Inferential Statistics: Inferential statistics involves making conclusions about a population based on a sample. This involves hypothesis testing, confidence intervals, and regression analysis.
Content Analysis: Content analysis involves analyzing written or spoken material to identify patterns or themes. This is commonly used in the social sciences to analyze text-based data, such as interviews or surveys.
Data Mining: Data mining involves using software and algorithms to analyze large datasets to identify patterns and relationships. This is commonly used in business and marketing to identify consumer trends.
Data Analysis Techniques:
There are several data analysis techniques that can be used depending on the research question and data type, including:
Qualitative Analysis: Qualitative analysis involves analyzing data that is not numerical, such as text-based data or images. This involves identifying themes or patterns in the data.

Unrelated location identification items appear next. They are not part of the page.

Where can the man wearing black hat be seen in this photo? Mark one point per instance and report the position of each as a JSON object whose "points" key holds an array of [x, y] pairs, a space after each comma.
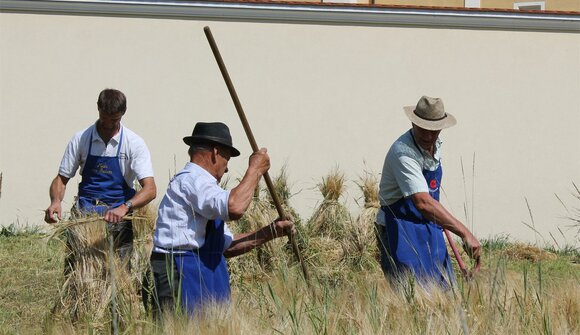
{"points": [[411, 219], [191, 236]]}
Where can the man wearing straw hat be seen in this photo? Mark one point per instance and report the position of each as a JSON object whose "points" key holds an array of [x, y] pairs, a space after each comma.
{"points": [[191, 237], [411, 220], [110, 157]]}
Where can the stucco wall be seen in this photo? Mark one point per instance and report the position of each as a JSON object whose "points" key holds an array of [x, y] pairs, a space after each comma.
{"points": [[318, 96], [560, 5]]}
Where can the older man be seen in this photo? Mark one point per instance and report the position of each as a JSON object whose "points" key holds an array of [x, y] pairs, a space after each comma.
{"points": [[110, 157], [411, 222], [191, 237]]}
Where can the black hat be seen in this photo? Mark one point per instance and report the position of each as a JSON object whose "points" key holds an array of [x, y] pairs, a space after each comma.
{"points": [[212, 132]]}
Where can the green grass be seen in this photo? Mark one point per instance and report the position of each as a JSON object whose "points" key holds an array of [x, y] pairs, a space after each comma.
{"points": [[510, 295], [30, 277]]}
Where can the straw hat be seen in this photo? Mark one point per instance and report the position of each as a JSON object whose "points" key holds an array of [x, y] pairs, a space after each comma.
{"points": [[212, 132], [429, 113]]}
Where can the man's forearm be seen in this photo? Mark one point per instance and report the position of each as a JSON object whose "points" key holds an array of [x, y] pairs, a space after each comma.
{"points": [[241, 195], [433, 211], [146, 194], [245, 242], [57, 189]]}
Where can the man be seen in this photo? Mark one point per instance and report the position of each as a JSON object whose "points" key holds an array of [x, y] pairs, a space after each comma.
{"points": [[110, 158], [411, 222], [191, 237]]}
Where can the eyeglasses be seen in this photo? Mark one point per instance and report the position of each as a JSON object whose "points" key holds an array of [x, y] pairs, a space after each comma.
{"points": [[224, 153]]}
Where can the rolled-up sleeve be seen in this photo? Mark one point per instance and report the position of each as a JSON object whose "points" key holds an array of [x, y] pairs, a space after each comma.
{"points": [[408, 173], [208, 199]]}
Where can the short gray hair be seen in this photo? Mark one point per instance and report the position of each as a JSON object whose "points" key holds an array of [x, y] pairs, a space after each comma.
{"points": [[199, 147]]}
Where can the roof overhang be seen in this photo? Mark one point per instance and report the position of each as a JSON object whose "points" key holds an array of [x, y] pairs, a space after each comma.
{"points": [[306, 13]]}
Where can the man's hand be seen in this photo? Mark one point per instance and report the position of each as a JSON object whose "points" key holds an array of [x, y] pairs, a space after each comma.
{"points": [[54, 208], [472, 246], [260, 161], [116, 215], [283, 228]]}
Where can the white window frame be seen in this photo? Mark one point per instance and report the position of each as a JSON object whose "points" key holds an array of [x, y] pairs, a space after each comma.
{"points": [[542, 4]]}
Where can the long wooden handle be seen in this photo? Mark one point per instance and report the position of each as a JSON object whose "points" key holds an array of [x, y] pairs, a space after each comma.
{"points": [[253, 143]]}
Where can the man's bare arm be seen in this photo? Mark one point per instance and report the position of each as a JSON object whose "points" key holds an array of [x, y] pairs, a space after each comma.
{"points": [[56, 192], [435, 212]]}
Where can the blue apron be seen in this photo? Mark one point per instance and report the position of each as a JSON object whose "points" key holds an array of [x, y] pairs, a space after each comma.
{"points": [[103, 186], [204, 273], [412, 243]]}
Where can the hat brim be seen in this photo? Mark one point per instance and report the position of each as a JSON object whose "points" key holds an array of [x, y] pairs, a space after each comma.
{"points": [[448, 121], [191, 140]]}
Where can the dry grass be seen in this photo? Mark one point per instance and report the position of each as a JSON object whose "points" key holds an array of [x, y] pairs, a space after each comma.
{"points": [[519, 251], [331, 218], [99, 288]]}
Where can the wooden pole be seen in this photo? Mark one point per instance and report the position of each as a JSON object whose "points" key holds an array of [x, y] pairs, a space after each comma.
{"points": [[253, 143]]}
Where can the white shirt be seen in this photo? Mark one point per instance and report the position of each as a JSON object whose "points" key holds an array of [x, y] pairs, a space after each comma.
{"points": [[193, 198], [403, 171], [134, 156]]}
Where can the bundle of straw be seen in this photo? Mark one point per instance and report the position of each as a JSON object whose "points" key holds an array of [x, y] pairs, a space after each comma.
{"points": [[362, 244], [331, 218], [260, 213]]}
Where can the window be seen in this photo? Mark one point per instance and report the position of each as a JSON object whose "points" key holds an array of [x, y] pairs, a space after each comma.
{"points": [[472, 4], [534, 5]]}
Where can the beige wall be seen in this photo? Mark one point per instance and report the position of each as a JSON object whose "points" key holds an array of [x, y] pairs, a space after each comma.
{"points": [[436, 3], [317, 96], [557, 5], [560, 5]]}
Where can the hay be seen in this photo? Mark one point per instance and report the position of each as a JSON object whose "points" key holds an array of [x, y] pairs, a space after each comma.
{"points": [[362, 250], [527, 252], [260, 213], [331, 218], [95, 276]]}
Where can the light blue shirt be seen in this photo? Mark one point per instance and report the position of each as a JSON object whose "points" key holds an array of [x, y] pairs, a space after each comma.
{"points": [[403, 171], [193, 198]]}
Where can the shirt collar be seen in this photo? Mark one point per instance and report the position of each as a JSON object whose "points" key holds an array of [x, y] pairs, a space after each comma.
{"points": [[192, 167], [116, 139], [425, 153]]}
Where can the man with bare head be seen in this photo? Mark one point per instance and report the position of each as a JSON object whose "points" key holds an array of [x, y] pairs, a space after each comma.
{"points": [[110, 158]]}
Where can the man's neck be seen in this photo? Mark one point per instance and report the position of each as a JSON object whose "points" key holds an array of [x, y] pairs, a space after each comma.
{"points": [[106, 135]]}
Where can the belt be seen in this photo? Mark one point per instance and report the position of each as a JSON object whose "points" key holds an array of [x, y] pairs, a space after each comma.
{"points": [[161, 256]]}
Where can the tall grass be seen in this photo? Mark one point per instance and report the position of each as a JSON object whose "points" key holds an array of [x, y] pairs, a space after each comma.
{"points": [[521, 289]]}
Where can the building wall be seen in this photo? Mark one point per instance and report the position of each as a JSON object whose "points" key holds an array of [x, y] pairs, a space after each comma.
{"points": [[557, 5], [317, 96], [436, 3]]}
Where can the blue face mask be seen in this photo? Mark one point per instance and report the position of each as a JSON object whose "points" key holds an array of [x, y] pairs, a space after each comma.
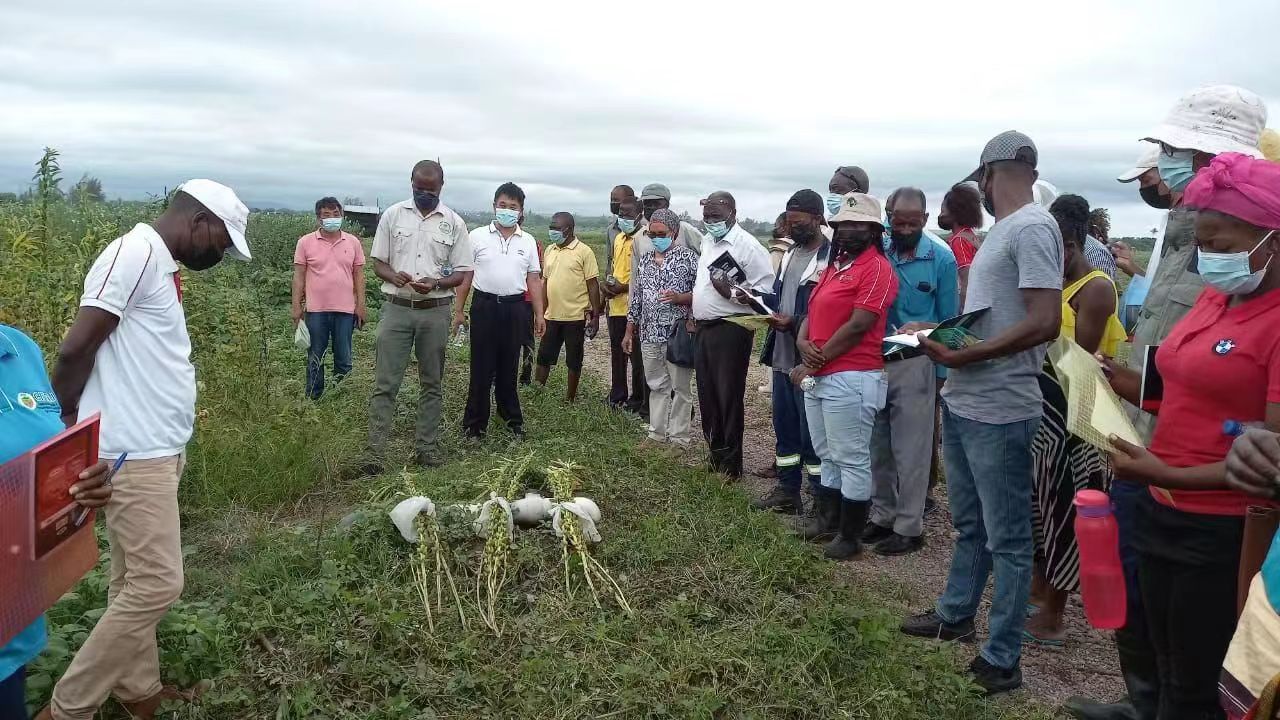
{"points": [[717, 229], [833, 203], [1229, 272], [1176, 169], [506, 218]]}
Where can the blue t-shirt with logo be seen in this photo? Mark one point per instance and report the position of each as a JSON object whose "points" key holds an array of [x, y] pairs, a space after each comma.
{"points": [[28, 415]]}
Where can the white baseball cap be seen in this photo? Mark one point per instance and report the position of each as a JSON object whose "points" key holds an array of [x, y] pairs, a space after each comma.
{"points": [[1215, 119], [1146, 162], [858, 208], [222, 201]]}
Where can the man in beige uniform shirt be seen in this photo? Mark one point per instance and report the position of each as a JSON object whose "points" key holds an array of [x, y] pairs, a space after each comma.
{"points": [[421, 251]]}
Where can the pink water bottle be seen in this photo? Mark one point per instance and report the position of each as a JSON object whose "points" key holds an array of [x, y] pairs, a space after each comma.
{"points": [[1102, 586]]}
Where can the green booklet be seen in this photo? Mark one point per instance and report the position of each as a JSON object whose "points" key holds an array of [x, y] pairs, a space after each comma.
{"points": [[954, 332]]}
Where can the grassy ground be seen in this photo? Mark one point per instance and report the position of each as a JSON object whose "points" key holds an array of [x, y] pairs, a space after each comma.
{"points": [[300, 600]]}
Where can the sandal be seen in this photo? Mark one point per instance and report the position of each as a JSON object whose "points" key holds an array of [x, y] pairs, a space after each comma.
{"points": [[1043, 642]]}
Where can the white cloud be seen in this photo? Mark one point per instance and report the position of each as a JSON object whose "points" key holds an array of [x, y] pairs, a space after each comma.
{"points": [[288, 101]]}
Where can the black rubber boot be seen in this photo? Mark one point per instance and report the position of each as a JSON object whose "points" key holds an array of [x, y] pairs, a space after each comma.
{"points": [[853, 520], [824, 522]]}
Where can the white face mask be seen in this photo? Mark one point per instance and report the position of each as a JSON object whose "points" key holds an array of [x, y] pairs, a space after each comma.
{"points": [[1229, 272]]}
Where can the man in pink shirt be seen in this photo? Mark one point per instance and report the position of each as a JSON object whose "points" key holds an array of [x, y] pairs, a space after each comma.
{"points": [[329, 277]]}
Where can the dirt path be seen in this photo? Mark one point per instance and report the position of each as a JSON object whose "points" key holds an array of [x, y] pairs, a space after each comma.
{"points": [[1087, 665]]}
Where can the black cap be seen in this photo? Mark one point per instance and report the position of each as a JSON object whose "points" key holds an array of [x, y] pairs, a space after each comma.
{"points": [[862, 182], [807, 201], [1009, 145]]}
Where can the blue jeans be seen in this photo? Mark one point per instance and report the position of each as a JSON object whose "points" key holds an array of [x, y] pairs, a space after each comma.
{"points": [[841, 413], [796, 458], [325, 327], [990, 491]]}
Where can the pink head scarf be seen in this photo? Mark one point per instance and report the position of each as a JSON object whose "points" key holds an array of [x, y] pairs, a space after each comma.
{"points": [[1239, 186]]}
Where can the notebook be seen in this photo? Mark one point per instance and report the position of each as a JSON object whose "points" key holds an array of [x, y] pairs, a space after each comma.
{"points": [[952, 332], [46, 540]]}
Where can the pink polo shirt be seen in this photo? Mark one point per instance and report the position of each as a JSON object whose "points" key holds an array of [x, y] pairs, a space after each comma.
{"points": [[330, 286]]}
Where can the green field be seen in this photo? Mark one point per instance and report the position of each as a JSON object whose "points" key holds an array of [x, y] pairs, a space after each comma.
{"points": [[300, 601]]}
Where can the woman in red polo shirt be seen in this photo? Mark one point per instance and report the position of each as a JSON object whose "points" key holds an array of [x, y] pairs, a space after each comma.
{"points": [[1219, 363], [844, 370]]}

Quantitative Analysis: Quantitative analysis involves analyzing numerical data. This involves using statistical techniques to identify patterns or relationships in the data.
Time Series Analysis: Time series analysis involves analyzing data that is collected over time. This involves identifying patterns or trends in the data over time.
Network Analysis: Network analysis involves analyzing the relationships between entities, such as social networks or computer networks. This involves identifying patterns or relationships between entities.
In conclusion, data collection and analysis are important components of research in various fields. The choice of data collection and analysis methods and techniques depends on the research question, data type, and research objectives. Researchers should carefully consider the strengths and limitations of each method and technique when selecting the most appropriate one for their study.